1.12.11

Euclides e Francisco

Em Brasília meu amor foi hipocrisia. Não em vão. Nessa cidade, meu amor perdeu as linhas tortas do caos passional. Passou a caminhar compulsoriamente pela retidão de extensas avenidas, tornou-se seco, frio, deserto. Não por nada. 

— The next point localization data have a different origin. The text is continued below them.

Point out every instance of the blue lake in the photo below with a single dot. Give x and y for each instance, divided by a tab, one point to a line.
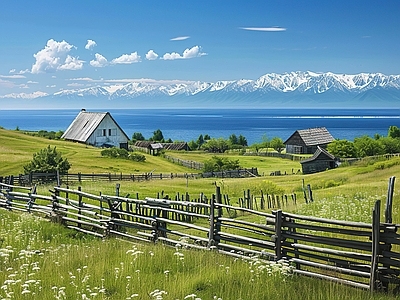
188	124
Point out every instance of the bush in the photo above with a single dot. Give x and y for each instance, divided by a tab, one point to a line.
217	164
137	157
122	153
47	160
115	153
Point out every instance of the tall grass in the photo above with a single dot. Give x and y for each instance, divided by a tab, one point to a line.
42	260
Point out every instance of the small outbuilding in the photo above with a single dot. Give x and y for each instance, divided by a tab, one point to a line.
98	129
307	141
321	160
181	146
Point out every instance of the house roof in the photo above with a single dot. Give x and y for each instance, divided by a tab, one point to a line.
166	146
320	151
314	136
84	124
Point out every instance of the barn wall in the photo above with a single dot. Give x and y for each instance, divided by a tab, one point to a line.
107	133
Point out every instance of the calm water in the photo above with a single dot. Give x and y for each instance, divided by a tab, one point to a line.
188	124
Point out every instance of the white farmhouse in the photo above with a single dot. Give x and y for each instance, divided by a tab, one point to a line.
96	129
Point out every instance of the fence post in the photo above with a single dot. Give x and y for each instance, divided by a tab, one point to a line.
278	234
117	186
373	282
389	201
80	205
211	237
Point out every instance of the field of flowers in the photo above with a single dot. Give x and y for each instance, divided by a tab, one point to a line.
42	260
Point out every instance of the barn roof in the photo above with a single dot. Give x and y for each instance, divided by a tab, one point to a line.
84	124
166	146
314	136
321	152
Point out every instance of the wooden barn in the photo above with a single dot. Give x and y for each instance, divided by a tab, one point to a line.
151	146
96	129
306	141
320	161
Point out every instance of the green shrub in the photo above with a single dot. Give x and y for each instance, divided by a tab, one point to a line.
115	153
122	153
137	157
47	160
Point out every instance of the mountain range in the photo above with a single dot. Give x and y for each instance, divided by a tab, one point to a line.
294	89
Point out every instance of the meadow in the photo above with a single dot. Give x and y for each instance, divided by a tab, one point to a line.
42	260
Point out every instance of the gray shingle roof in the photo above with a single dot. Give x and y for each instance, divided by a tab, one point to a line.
320	151
314	136
84	125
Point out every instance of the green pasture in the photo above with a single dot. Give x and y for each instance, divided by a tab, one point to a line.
38	257
42	260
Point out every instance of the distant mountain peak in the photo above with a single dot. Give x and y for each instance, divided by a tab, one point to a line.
296	88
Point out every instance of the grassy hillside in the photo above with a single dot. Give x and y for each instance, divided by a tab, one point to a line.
366	180
17	148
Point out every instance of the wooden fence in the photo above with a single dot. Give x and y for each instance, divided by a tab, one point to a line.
33	178
361	255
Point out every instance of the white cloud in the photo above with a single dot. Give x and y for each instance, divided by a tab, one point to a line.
265	29
25	95
12	76
55	57
99	61
151	55
127	59
75	84
90	45
24	71
6	83
71	63
180	38
188	53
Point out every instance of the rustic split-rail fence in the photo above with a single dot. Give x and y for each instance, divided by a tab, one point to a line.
67	178
362	255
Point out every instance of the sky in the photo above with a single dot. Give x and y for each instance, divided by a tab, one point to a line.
49	46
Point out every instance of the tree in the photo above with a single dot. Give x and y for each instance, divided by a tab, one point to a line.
277	144
233	139
394	132
137	136
391	145
342	148
157	136
47	160
242	140
216	145
217	164
200	141
367	146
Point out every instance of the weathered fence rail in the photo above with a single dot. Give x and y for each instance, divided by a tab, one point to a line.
363	255
32	178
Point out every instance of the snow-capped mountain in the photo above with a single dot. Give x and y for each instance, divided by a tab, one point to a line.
294	89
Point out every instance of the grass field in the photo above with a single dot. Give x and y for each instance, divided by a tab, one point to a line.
38	257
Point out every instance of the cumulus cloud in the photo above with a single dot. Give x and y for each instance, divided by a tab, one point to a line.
180	38
127	59
99	61
6	83
12	76
151	55
188	53
265	29
71	63
55	56
90	45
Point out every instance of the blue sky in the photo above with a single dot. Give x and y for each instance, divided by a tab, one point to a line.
48	46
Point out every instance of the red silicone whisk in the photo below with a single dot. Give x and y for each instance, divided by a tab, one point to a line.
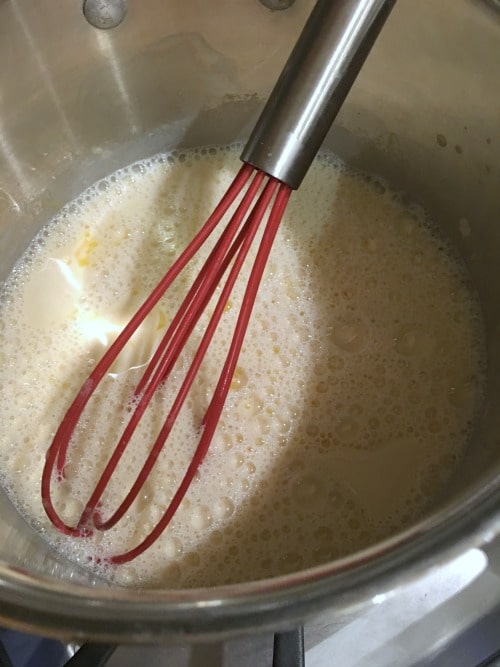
301	109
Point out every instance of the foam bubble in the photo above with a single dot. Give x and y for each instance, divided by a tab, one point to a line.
363	362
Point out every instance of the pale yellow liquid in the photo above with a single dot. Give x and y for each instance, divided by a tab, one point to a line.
354	396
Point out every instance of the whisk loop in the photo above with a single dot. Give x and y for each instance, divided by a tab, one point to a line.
302	107
263	194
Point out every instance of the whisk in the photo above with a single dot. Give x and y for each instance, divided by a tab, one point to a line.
308	95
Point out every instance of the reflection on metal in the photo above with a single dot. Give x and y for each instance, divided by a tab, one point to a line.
105	45
16	166
105	14
44	72
277	4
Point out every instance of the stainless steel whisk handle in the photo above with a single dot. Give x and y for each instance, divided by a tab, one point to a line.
313	86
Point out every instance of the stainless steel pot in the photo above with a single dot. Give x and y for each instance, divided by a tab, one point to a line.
76	102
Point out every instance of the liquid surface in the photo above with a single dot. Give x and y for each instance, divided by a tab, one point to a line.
353	398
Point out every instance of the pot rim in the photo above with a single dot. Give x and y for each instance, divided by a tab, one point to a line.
61	608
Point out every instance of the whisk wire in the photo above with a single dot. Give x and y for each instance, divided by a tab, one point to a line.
232	247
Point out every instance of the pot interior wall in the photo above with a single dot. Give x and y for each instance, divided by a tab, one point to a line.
77	103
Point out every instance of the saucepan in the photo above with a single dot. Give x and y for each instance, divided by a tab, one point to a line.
77	102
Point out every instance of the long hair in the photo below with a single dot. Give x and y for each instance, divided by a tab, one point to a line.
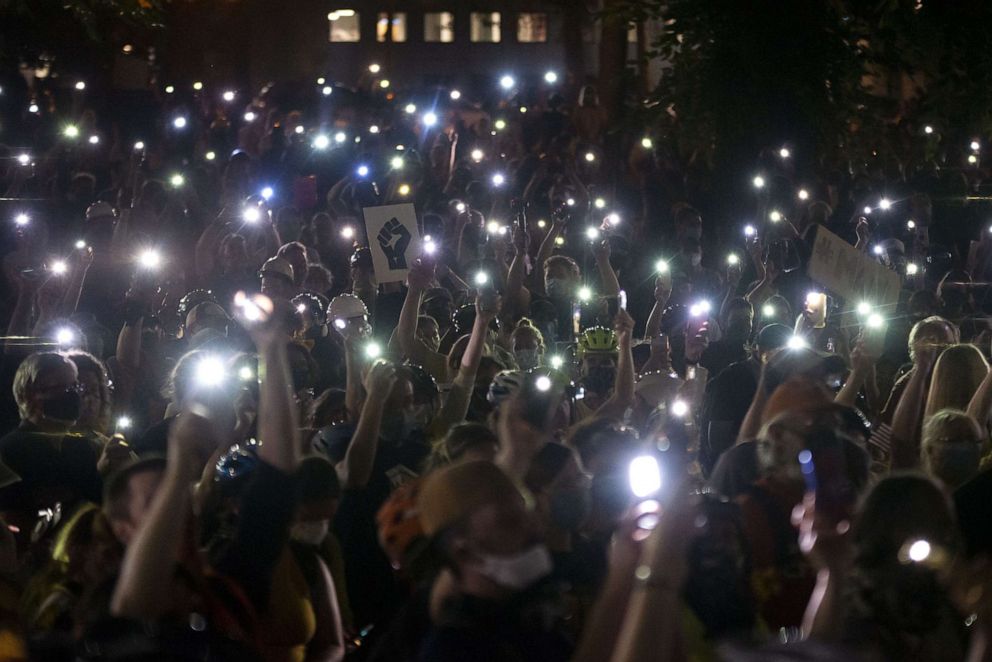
956	376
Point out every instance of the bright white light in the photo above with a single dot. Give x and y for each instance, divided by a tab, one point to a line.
644	475
210	372
149	258
919	551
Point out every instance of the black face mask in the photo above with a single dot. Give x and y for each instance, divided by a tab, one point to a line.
63	407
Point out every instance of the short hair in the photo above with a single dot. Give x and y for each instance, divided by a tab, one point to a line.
27	375
117	488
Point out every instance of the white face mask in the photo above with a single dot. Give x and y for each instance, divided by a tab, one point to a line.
518	571
310	533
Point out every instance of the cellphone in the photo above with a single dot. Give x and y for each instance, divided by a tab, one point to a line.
540	395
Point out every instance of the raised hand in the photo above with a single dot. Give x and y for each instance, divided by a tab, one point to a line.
394	239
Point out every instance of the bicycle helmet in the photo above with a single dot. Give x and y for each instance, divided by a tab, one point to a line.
504	385
597	339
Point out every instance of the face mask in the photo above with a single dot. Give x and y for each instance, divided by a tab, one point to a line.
569	508
310	533
557	288
518	571
600	380
527	358
63	407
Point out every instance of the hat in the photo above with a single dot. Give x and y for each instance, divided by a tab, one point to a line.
99	210
773	336
455	492
800	394
346	306
277	265
204	311
657	387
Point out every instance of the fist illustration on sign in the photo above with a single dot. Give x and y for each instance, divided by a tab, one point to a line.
394	239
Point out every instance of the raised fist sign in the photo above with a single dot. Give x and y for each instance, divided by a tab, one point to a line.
394	239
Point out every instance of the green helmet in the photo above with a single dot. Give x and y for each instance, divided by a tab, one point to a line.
597	339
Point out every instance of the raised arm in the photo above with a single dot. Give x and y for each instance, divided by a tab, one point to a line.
356	467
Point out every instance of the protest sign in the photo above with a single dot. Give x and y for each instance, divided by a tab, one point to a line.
393	239
845	271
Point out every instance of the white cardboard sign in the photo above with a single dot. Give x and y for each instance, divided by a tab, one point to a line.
394	240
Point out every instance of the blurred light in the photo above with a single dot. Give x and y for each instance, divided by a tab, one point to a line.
644	476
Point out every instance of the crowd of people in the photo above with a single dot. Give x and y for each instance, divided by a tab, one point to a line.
597	420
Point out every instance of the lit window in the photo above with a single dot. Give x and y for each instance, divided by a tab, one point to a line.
439	26
344	25
532	28
391	27
485	27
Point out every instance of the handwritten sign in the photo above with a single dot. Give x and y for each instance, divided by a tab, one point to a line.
394	240
847	272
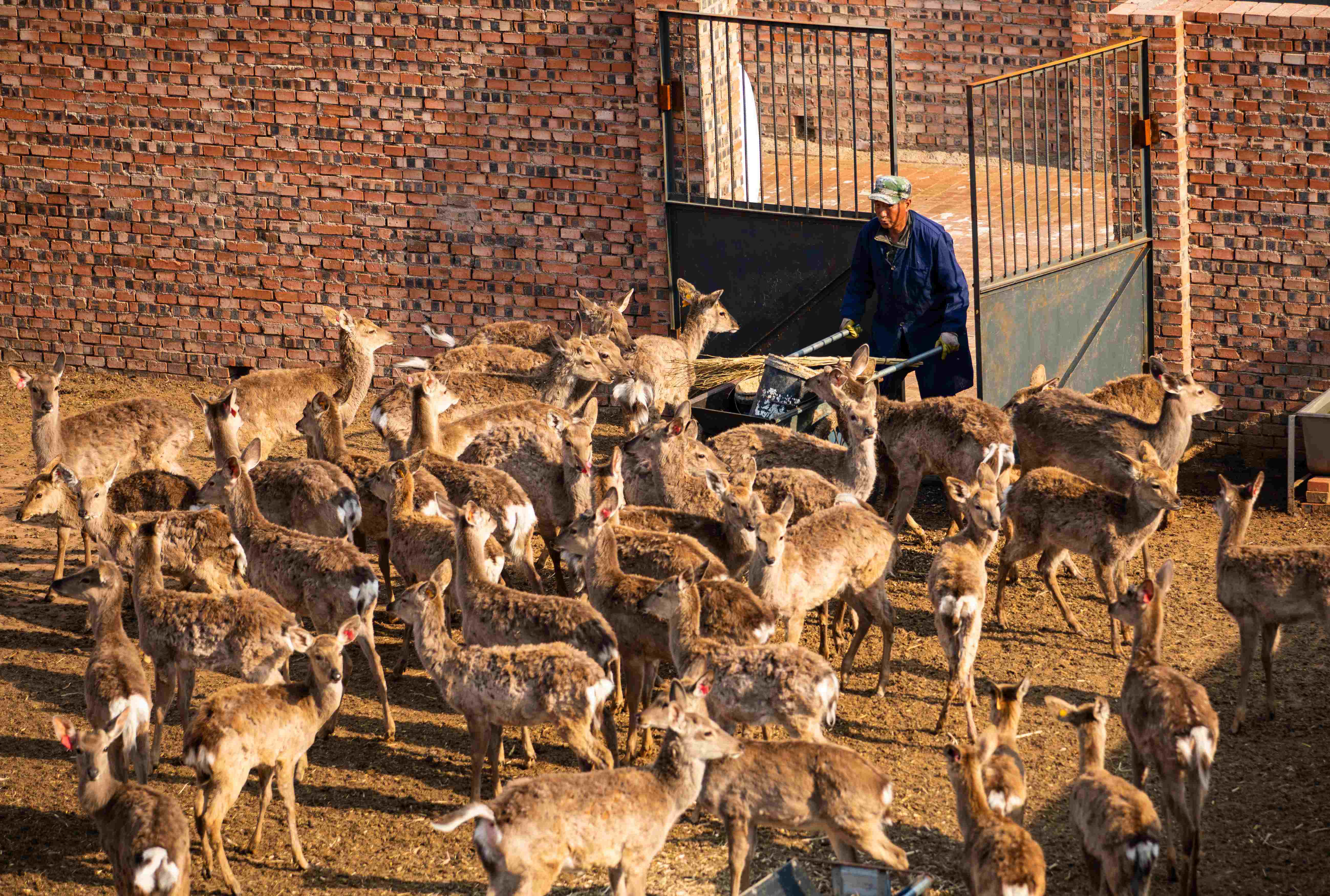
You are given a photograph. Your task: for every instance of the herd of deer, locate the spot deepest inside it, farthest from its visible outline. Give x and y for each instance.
(688, 552)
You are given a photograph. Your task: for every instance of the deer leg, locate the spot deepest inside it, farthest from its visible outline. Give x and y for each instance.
(1248, 635)
(366, 643)
(265, 797)
(286, 785)
(1269, 644)
(1049, 563)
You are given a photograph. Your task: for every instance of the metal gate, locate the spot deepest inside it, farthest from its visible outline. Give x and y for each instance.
(772, 131)
(1060, 211)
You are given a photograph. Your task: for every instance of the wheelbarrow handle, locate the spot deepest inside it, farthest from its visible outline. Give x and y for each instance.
(852, 332)
(908, 362)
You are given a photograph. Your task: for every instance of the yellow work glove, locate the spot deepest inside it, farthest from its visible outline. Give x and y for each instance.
(949, 344)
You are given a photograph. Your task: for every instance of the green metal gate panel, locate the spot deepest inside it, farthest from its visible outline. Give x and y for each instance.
(1086, 321)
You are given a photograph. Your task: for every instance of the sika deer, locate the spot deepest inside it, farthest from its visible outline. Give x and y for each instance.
(958, 585)
(1002, 859)
(494, 490)
(273, 401)
(197, 545)
(244, 633)
(140, 434)
(313, 496)
(494, 616)
(793, 785)
(546, 684)
(143, 832)
(1168, 721)
(115, 683)
(854, 468)
(844, 552)
(755, 684)
(543, 826)
(664, 365)
(552, 466)
(266, 728)
(1119, 829)
(326, 579)
(1264, 588)
(1053, 511)
(730, 613)
(1005, 770)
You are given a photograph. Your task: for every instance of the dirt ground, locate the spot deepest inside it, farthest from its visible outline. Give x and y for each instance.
(365, 803)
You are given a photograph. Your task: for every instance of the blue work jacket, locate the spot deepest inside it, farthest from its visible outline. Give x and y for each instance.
(920, 298)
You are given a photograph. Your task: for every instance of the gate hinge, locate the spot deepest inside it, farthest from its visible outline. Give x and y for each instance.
(670, 96)
(1143, 134)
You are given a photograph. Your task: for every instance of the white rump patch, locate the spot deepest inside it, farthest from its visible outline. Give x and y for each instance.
(156, 873)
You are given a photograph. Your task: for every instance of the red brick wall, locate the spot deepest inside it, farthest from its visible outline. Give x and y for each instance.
(1259, 220)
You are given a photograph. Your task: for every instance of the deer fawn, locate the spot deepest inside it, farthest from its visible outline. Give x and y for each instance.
(1119, 829)
(266, 728)
(1054, 511)
(793, 785)
(755, 684)
(958, 583)
(1005, 772)
(544, 826)
(1170, 724)
(143, 832)
(664, 366)
(1264, 588)
(543, 684)
(115, 683)
(1002, 859)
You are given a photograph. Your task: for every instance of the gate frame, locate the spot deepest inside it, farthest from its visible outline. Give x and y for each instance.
(1147, 206)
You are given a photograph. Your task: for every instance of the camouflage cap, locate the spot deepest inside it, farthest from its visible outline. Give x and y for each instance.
(890, 189)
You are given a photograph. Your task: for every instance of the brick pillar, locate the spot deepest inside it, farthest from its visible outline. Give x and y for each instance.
(1172, 228)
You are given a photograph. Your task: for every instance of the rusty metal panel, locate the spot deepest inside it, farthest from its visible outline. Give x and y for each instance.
(1086, 321)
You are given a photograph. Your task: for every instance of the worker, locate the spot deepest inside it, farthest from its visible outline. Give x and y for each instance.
(922, 293)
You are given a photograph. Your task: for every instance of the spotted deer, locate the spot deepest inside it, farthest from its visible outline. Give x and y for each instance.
(272, 402)
(143, 832)
(1053, 511)
(1001, 857)
(268, 728)
(541, 827)
(546, 684)
(1170, 724)
(797, 786)
(1119, 829)
(1264, 588)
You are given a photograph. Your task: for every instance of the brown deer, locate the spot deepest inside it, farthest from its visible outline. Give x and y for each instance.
(115, 684)
(140, 434)
(143, 832)
(755, 684)
(268, 728)
(273, 401)
(543, 826)
(1119, 829)
(1170, 724)
(958, 584)
(797, 786)
(844, 552)
(544, 684)
(308, 495)
(326, 579)
(1001, 857)
(1053, 511)
(244, 633)
(1264, 588)
(197, 545)
(1005, 770)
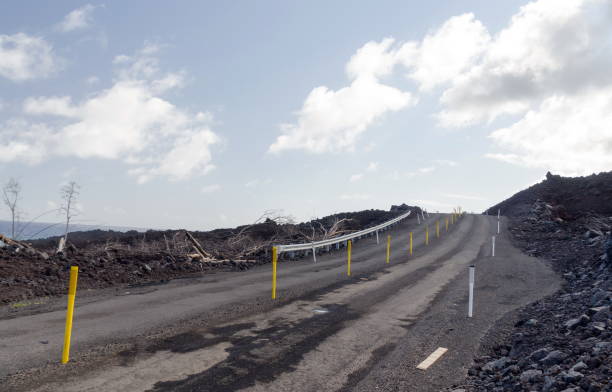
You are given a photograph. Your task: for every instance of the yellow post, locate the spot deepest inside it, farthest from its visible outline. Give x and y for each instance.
(388, 248)
(348, 266)
(74, 274)
(410, 243)
(274, 262)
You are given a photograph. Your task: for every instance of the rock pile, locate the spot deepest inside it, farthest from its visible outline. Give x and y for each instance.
(563, 342)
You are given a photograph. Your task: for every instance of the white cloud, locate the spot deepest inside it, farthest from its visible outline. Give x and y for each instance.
(420, 171)
(567, 134)
(77, 19)
(446, 53)
(356, 177)
(211, 188)
(332, 121)
(114, 210)
(463, 197)
(24, 57)
(549, 47)
(92, 80)
(445, 162)
(372, 167)
(548, 71)
(256, 182)
(355, 196)
(129, 121)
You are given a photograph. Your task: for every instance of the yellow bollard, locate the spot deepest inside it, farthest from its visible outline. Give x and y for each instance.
(410, 243)
(274, 262)
(388, 248)
(74, 274)
(348, 266)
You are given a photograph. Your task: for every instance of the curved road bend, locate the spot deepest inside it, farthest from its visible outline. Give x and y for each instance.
(327, 333)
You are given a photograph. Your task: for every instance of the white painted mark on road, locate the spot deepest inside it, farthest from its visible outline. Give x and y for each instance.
(432, 358)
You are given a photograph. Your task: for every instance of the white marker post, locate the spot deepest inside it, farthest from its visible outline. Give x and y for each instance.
(471, 299)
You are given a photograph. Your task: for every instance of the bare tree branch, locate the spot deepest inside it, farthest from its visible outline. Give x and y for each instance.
(11, 195)
(69, 194)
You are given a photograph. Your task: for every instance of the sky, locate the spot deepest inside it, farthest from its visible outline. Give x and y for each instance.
(202, 114)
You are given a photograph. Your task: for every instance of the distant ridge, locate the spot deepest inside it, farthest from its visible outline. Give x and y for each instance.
(37, 230)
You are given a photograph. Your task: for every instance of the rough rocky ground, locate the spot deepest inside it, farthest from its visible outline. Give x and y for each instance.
(563, 342)
(115, 259)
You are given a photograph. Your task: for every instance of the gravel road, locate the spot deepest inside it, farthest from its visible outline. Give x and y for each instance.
(327, 332)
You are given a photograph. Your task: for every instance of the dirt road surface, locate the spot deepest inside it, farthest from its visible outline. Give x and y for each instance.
(326, 332)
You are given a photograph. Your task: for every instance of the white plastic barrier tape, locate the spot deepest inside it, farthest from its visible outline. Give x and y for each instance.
(336, 240)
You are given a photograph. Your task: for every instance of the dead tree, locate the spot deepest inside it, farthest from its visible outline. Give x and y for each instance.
(242, 244)
(69, 194)
(11, 194)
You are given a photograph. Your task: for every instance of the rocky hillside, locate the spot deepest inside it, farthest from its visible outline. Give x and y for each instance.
(563, 342)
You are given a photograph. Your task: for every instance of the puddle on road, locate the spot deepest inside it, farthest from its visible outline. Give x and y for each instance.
(142, 375)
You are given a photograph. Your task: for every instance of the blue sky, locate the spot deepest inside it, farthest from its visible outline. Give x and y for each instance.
(205, 114)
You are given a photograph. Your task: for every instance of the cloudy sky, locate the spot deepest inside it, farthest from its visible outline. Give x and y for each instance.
(204, 114)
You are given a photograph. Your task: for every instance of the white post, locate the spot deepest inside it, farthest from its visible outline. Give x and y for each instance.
(471, 299)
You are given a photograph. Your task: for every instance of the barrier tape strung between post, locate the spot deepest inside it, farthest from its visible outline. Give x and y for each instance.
(341, 239)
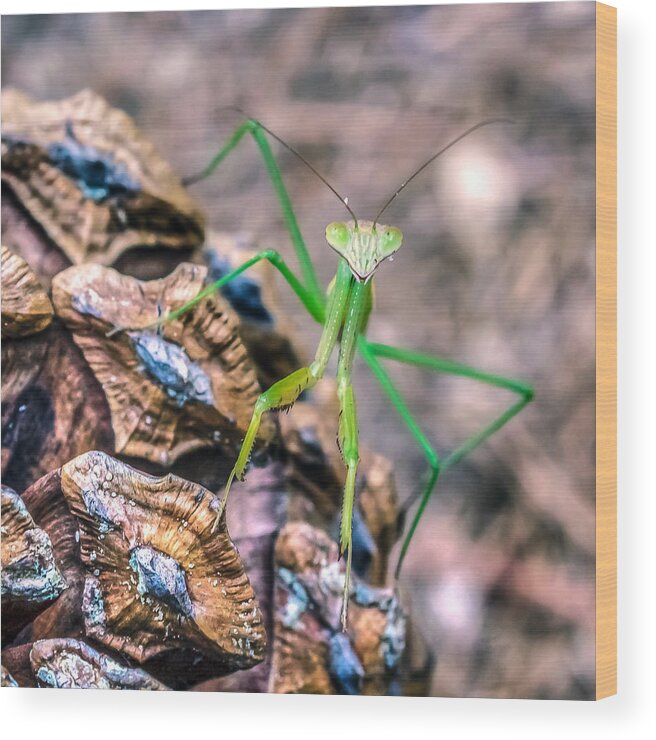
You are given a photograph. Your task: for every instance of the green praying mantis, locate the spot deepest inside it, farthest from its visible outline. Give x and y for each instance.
(343, 311)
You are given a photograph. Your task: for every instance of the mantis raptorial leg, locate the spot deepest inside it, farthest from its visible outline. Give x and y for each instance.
(362, 246)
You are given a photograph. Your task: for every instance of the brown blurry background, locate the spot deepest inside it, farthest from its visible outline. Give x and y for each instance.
(497, 268)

Mas o cupido que arrancou de mim tão garbosa emoção, a dentadas violentas, teve piedade. Ao soprar essa ferida queimada que ainda ardia, lançou-me, generosamente aprendiz, sobre o mesmo espaço dos magníficos: dois poetas. O anjo me apaixonou e escolheu, para perto de mim, uns tais sábios artistas barbados, furiosos, de espumante vivacidade. De voz em sol maior. Doces. 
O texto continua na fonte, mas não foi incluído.